Trial for '81 murder may be in January
By Paul Peirce
Published: Wednesday, Dec. 15, 2010,
A Jacksonville, Fla., man will learn later this month whether he will stand trial in January for the 1981 slaying of his wife in Somerset County.
During a brief conference Tuesday, Somerset President Judge John M. Cascio told Joseph Policicchio, the attorney for John D. Dawson, 61, and District Attorney Jerry Spangler they will meet again Dec. 29 to determine whether Dawson's trial can fit into the January trial term.
Policicchio and Spangler said they are ready to proceed, but questioned whether the trial could fit into the three-week jury trial window that begins Jan. 10 in view of other cases scheduled.
Dawson's trial is expected to take at least a week. He is accused in the Nov. 9, 1981, slaying of his wife, Kathleen Dawson, 30.
On Friday, Cascio ruled prior testimony from a deceased witness, which linked Dawson to the murder 29 years ago, can be read into evidence at trial.

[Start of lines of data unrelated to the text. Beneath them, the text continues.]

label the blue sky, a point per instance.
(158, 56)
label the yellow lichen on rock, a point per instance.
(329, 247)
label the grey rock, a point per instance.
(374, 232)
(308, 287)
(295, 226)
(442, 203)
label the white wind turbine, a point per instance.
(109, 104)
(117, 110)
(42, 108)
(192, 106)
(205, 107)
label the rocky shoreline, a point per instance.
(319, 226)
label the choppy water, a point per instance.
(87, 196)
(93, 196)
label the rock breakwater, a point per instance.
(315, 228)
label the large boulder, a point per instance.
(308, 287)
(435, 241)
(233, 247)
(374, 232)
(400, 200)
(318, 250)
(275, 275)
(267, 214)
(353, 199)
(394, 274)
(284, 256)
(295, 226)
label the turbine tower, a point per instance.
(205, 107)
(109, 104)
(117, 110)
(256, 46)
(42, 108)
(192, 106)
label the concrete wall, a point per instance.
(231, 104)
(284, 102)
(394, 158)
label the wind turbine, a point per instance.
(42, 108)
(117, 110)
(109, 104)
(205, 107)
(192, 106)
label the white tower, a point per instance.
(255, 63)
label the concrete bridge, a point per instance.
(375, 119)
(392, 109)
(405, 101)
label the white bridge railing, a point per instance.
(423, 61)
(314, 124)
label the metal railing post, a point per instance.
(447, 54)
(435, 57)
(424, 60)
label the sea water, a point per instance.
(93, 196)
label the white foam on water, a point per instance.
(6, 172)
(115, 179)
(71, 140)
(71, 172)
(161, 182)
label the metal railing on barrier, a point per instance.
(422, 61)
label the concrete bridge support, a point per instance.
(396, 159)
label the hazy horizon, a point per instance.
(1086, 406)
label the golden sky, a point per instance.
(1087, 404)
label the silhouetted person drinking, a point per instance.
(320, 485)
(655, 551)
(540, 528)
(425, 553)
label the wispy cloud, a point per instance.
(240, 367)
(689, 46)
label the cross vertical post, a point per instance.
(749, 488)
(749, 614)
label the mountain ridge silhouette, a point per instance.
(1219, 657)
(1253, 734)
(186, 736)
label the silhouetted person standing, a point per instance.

Cascio rejected a defense motion to dismiss charges against Dawson because of the August death of a key prosecution witness.
Dawson is charged with killing his wife, a nurse, during her drive home from work to their Jennerstown residence. Her body was discovered in her burning car in Conemaugh Township.
Policicchio had argued that the testimony of Dawson's nephew, Duane Schmidt, at a June 4, 2009, preliminary hearing should be ruled inadmissible because Schmidt, 56, died of natural causes in August.
Cascio ruled that Schmidt's preliminary hearing testimony could be read to jurors because it was made under oath and was subject to cross-examination by Policicchio. Cascio said state law permits the admission of such testimony if there was "adequate opportunity to cross-examine the witness."
Schmidt came forward in March 2009 with evidence against his uncle.
At the hearing, Schmidt testified that Dawson had burn marks on his face and smelled of smoke hours after Kathleen Dawson's body was found.
Authorities say Dawson had financial and romantic motives to kill his spouse of nine years before he moved to Florida to live with his mistress. He changed his insurance policy on the day of the slaying and received $25,968 as a result of his wife's death, court records show.